白黒写真をカラー化すれば・・・(戦争体験を引き出す)


8月15日の終戦記念日を中心に、戦争に関する報道が盛んだ。戦争(被爆)体験者が高齢化するにつれ、後世に悲惨な体験を継承する機会が減ることが懸念されている。そのような中で、戦争体験者に詳しく体験を語ってもらうためのある活動がテレビで報道されていた。
東京大学大学院教授渡邉英徳氏で、情報デザインとデジタルアーカイブによる記憶の継承のあり方について研究されている方の話だ。
以下、渡邉氏と、地元の広島において、戦前に撮影された写真をカラー化し、戦争体験者との直接の対話の場をつくりだすことで、実空間における“フロー”を生成する活動に力を入れている若干19歳の庭田さんのインターネット記事(https://gendai.ismedia.jp/articles/-/66484)から抜粋して報告する。

戦前・戦中の写真はもっぱらモノクロフィルムで撮影されている。カラー写真が当たり前の日常となっている今、白黒写真を見てもあたかも時代が止まっている感じを受け、記憶が凍結してしまうのではとの問題認識があった。そこで、筑波大学の飯塚里志氏らが開発したAI技術を応用し、白黒写真のカラー化を2016年から始めた。これは、約230万組の白黒・カラー写真から学習したAIによって写真を着彩するというもので、ウェブサービスとして誰でもかんたんに利用できるとの事だ。
原爆投下の写真、空爆で炎上する呉の街、焼きただれた広島の市街地を眺めるカップルの姿、また戦前の桜見に行った家族の写真など、白黒とカラー化されたものを比べると、確かに現実味を帯び、記憶が蘇る契機になると思える。上記記事に掲載の写真の一部を紹介する。
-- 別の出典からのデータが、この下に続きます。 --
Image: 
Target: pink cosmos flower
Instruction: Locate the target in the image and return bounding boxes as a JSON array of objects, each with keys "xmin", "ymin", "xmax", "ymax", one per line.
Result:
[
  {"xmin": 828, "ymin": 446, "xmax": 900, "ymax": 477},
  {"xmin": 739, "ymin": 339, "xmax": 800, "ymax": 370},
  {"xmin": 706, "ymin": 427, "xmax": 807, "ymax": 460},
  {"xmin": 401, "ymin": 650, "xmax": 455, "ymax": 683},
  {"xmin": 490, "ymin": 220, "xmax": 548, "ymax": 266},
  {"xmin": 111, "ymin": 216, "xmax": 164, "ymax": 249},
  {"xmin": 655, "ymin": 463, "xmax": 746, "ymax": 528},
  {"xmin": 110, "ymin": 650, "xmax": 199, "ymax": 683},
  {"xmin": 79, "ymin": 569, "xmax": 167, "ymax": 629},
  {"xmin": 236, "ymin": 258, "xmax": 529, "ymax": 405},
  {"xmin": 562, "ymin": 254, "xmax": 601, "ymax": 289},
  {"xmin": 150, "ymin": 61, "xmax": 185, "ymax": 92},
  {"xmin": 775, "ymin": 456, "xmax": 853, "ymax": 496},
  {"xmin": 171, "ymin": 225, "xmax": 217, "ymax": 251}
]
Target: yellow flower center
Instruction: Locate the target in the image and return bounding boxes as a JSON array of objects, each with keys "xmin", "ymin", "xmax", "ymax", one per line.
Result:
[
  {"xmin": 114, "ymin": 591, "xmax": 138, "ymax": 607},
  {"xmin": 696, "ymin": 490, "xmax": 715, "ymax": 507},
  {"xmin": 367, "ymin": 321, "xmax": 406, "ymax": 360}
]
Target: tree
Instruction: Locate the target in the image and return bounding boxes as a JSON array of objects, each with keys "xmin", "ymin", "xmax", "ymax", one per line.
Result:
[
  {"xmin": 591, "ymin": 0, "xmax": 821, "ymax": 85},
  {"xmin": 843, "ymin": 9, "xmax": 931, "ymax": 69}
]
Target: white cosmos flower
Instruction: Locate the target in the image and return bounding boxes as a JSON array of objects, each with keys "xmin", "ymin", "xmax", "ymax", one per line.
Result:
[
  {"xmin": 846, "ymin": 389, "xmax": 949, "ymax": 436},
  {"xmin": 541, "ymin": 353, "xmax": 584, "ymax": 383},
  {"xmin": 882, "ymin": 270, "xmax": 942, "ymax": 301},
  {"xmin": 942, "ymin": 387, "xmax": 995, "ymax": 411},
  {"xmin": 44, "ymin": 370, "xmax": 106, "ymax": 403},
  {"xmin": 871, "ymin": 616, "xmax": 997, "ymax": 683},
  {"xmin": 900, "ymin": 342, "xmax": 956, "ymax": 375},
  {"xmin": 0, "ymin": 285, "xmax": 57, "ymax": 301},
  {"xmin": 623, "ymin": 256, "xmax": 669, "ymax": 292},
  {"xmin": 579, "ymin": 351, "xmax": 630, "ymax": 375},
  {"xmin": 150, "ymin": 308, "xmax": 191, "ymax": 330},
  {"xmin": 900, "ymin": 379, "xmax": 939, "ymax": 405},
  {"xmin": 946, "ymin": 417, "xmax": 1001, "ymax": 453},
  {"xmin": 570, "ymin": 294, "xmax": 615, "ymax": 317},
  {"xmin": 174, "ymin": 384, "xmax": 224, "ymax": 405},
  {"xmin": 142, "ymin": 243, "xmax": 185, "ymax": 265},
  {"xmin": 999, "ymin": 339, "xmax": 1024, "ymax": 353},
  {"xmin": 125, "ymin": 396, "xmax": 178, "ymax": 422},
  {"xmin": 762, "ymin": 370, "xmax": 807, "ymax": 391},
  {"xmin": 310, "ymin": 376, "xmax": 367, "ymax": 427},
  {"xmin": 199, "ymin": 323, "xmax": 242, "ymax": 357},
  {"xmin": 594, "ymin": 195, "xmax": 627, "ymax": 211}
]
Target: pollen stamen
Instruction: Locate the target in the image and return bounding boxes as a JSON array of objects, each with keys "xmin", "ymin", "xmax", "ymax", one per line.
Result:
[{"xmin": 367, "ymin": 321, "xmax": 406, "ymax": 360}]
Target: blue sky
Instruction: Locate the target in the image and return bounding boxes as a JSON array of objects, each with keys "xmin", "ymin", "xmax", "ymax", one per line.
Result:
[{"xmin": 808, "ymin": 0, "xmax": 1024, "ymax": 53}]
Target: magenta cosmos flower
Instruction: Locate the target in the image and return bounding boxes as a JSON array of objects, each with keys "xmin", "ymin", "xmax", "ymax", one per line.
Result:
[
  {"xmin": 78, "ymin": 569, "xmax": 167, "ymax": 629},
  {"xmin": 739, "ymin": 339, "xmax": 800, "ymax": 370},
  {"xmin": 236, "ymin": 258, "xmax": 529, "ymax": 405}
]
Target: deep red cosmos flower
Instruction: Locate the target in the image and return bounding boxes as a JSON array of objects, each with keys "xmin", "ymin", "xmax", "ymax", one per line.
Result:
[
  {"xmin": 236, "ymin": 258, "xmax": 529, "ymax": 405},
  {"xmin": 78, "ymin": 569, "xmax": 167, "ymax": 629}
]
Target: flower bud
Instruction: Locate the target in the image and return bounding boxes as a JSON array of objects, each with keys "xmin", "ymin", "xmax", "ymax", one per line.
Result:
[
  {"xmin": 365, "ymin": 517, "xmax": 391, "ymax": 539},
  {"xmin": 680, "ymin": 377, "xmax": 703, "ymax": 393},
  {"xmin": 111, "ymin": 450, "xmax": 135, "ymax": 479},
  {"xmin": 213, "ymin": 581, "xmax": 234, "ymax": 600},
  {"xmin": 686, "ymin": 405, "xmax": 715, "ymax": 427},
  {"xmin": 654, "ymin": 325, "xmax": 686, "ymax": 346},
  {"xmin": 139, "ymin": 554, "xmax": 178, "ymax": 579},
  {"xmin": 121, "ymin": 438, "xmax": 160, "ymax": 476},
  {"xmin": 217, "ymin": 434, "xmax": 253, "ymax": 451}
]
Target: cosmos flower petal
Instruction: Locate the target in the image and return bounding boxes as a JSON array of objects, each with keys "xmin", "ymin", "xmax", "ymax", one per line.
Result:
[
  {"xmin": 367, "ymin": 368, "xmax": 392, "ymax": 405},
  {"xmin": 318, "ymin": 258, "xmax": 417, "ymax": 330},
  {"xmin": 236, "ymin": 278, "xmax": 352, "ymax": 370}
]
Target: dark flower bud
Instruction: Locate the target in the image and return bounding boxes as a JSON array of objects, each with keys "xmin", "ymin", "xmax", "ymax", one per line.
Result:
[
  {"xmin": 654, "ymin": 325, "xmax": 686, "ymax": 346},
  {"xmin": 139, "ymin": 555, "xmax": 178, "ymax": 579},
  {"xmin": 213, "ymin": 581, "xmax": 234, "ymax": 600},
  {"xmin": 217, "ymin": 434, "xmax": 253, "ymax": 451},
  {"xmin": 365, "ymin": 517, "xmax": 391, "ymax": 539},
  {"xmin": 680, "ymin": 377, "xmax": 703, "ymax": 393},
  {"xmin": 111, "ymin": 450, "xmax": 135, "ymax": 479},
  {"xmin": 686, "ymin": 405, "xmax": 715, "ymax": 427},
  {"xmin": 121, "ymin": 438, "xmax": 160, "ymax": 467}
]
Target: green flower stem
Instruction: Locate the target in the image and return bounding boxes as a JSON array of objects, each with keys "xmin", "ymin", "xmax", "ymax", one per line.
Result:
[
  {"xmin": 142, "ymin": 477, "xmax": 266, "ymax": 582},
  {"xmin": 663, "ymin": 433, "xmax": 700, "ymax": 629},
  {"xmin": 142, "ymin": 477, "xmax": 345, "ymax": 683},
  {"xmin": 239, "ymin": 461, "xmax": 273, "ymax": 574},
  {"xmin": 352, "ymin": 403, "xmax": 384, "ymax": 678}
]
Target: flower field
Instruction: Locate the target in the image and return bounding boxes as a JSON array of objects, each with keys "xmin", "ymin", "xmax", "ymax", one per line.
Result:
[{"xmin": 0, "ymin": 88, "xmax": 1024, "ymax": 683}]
渡邉教授は現在も、主にパブリックドメインの写真をカラー化し、Twitterに投稿することで“記憶を引き出す”活動を続けている。ユーザからは大きな反響を得ており、多数のリプライをいただいているそうだ。
庭田さんは、広島平和記念公園が所在する中島地区中心に、元住民の協力を得て、 戦前に撮影された白黒写真をカラー化し、所有者との直接の対話を続けている。高齢となった元住民たちを何度も訪ねて、じっくりと対話を重ねながら、今まで思い出せなかった「記憶」を蘇らせてもらい、その記憶を「記録」し、次世代へと継承していく活動を継続している。

戦後74年、当時20歳の人が今は94歳。もう10年もすれば戦争体験を語れる人はいなくなる。二度と悲惨な戦争をしないためにも、また核廃絶のためにも、上記のような活動は、次世代の子供たちのためにも非常に意義ある活動である。応援したい。